J Thulasidharan, Chairman of The Confederation of Indian Textile Industry (CITI), appealed to Union Finance Minister, Arun Jaitley, Union Textile Minister, Smriti Irani, Textile Secretary, Anant Kumar Singh and Revenue Secretary, Hasmukh Adhia, to reduce the GST rates of Man-made Fibres (MMF) and Yarn from 18 per cent to 12 per cent.
The synthetic sector growth rate is stagnated due to various reasons such as high price, higher cost of manufacturing and competition from China, South Korea, Indonesia and Thailand. Thulasidharan elucidated that mill gate prices of MMF and yarns are higher in India in comparison to other countries. Thus this would pressurize the Indian textile producer to source these at cheaper rates from China and Indonesia.
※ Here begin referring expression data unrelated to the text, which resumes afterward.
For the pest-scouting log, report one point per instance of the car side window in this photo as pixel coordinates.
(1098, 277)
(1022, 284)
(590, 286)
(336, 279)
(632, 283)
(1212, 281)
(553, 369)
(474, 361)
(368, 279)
He further added that these countries have the lowest tax and high export incentives to produce and supply MMF textile goods in the global market. “18 per cent GST rates on MMF or Yarns will have great ramification on India’s MMF fibre and Yarn industry business prospects. Small and Medium enterprises (SMEs) and unorganized mills will face severe challenges as their profits are very low,” he said.
SMEs of MMF and Yarns might not withstand the market pressure for more than three months with 18 per cent GST, as its rate on MMF is the highest among the major textile producing and supplying countries of the world.
The textiles industry is apprehensive that 18 per cent GST regime for MMF based textile industry, will eventually increase cost and inter-sectoral competitiveness. It may lead towards distortion in terms of increased cost of spun yarns from MMF and other blended fibres and iniquitous tax burden on integrated and independent units.
The threat of dumping imported goods made up of MMF and synthetic yarns in the country may also happen. He said, “18 per cent GST will make the independent producer completely unviable in competition to the integrated producer with disproportionate unabsorbed ITC.”
Disadvantage to MMF fibre and Yarn based textile goods will keep surmounting as India’s Free Trade Agreement (FTA) with ASEAN and SAFTA will allow imports of these items from countries like Indonesia, Thailand, and Bangladesh, which will offer MMF textile goods at low and cheap prices.
Lower prices and low tax incidence on MMF sector in these countries will lead to flooding of MMF and yarn based textile goods in India. China and Indonesia would be having the maximum advantage as they can supply MMF textile items to India using their preferential arrangements.
India’s preferential agreements with ASEAN countries may help suppliers from the China and ASEAN region to export MMF based textile items to India by utilizing the preferential advantage to the maximum. He said, “Under the new GST taxation CVD applied on the imports has already been subsumed and therefore imports from FTA partners would attract lower basic custom duty”.
Therefore, the business scenario under post GST for synthetic textile goods is very gloomy and will have a serious injury to the industry compared to competing countries.
Thulasidharan stressed upon to rationalize the GST rates on a war footing basis as this will dent India’s competitiveness in MMF sector. He also said, “Local spinning, weaving and knitting industries of SMEs and unorganized sector would be losing their business and profitability that will lead to the mass scale closure of the mill, throwing lakhs of power loom weavers and other workers out of jobs”.